Pason Lukas P, Sotriffer Christoph A
Institute of Pharmacy and Food Chemistry, University of Würzburg, Am Hubland, D-97074, Würzburg, Germany.
Mol Inform. 2016 Dec;35(11-12):541-548. doi: 10.1002/minf.201600048. Epub 2016 Jul 8.
The ability to rapidly assess the quality of a protein-ligand complex in terms of its affinity is of fundamental importance for various methods of computer-aided drug design. While simple filtering or matching critieria may be sufficient in fast docking methods or at early stages of virtual screening, estimates of the actual free energy of binding are needed whenever refined docking solutions, ligand rankings or support for the optimization of hit compounds are required. If rigorous free energy calculations based on molecular simulations are impractical, such affinity estimates are provided by scoring functions. The class of empirical scoring functions aims to provide them via a regression-based approach. Using experimental structures and affinity data of protein-ligand complexes and descriptors suitable to capture the essential features of the interaction, these functions are trained with classical linear regression techniques or machine-learning methods. The latter have led to considerable improvements in terms of prediction accuracy for large generic data sets. Nevertheless, many limitations are not yet resolved and pose significant challenges for future developments.

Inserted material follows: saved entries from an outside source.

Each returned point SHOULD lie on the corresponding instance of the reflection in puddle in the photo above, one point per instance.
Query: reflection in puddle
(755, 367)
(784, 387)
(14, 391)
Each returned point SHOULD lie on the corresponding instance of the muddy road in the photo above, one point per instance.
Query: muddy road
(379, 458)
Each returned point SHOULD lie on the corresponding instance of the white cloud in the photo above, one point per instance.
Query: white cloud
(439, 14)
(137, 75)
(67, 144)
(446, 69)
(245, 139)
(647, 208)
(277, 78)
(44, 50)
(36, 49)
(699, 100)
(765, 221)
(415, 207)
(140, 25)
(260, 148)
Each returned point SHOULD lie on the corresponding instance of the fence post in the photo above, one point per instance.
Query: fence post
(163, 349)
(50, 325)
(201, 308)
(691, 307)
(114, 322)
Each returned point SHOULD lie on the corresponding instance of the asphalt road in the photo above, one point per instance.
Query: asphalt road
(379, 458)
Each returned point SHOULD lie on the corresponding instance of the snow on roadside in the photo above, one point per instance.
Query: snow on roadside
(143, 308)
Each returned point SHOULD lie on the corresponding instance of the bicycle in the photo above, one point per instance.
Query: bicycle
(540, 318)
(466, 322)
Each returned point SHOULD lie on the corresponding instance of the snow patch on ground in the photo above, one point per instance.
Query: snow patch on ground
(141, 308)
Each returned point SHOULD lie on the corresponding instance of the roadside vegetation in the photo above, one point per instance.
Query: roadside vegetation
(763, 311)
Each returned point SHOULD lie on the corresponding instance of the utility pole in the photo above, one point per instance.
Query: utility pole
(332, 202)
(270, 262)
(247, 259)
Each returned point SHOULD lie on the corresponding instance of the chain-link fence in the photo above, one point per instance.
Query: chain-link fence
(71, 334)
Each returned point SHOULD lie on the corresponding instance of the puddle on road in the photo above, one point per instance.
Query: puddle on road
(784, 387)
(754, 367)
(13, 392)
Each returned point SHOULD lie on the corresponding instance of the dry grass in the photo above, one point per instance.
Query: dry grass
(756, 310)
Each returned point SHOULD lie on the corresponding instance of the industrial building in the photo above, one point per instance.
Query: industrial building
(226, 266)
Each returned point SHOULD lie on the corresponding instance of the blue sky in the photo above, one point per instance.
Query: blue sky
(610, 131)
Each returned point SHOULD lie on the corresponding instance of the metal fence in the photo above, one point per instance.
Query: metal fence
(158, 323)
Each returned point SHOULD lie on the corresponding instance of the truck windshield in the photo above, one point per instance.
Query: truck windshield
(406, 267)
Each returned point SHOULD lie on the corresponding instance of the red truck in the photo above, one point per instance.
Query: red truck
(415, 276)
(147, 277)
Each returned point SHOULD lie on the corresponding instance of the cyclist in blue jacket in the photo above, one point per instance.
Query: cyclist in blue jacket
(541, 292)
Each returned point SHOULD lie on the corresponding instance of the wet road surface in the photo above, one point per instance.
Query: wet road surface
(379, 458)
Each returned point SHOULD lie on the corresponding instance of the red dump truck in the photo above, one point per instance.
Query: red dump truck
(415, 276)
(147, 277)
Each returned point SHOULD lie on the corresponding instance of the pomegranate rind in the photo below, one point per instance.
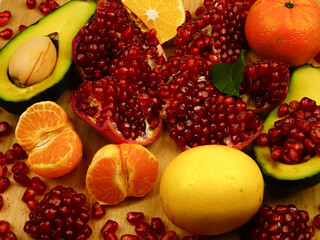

能够根据亲和力快速评估蛋白质 - 配体复合物的质量,对于各种计算机辅助药物设计方法至关重要。虽然简单的过滤或匹配标准在快速对接方法或虚拟筛选的早期阶段可能就足够了,但每当需要精确的对接解决方案、配体排名或对命中化合物进行优化的支持时,就需要估计实际的结合自由能。如果基于分子模拟的严格自由能计算不切实际,那么这种亲和力估计就由评分函数提供。经验评分函数旨在通过基于回归的方法来提供这些估计。利用蛋白质 - 配体复合物的实验结构和亲和力数据以及适合捕捉相互作用基本特征的描述符,这些函数通过经典线性回归技术或机器学习方法进行训练。对于大型通用数据集,机器学习方法在预测准确性方面带来了显著提高。然而,许多局限性尚未解决,对未来的发展构成了重大挑战。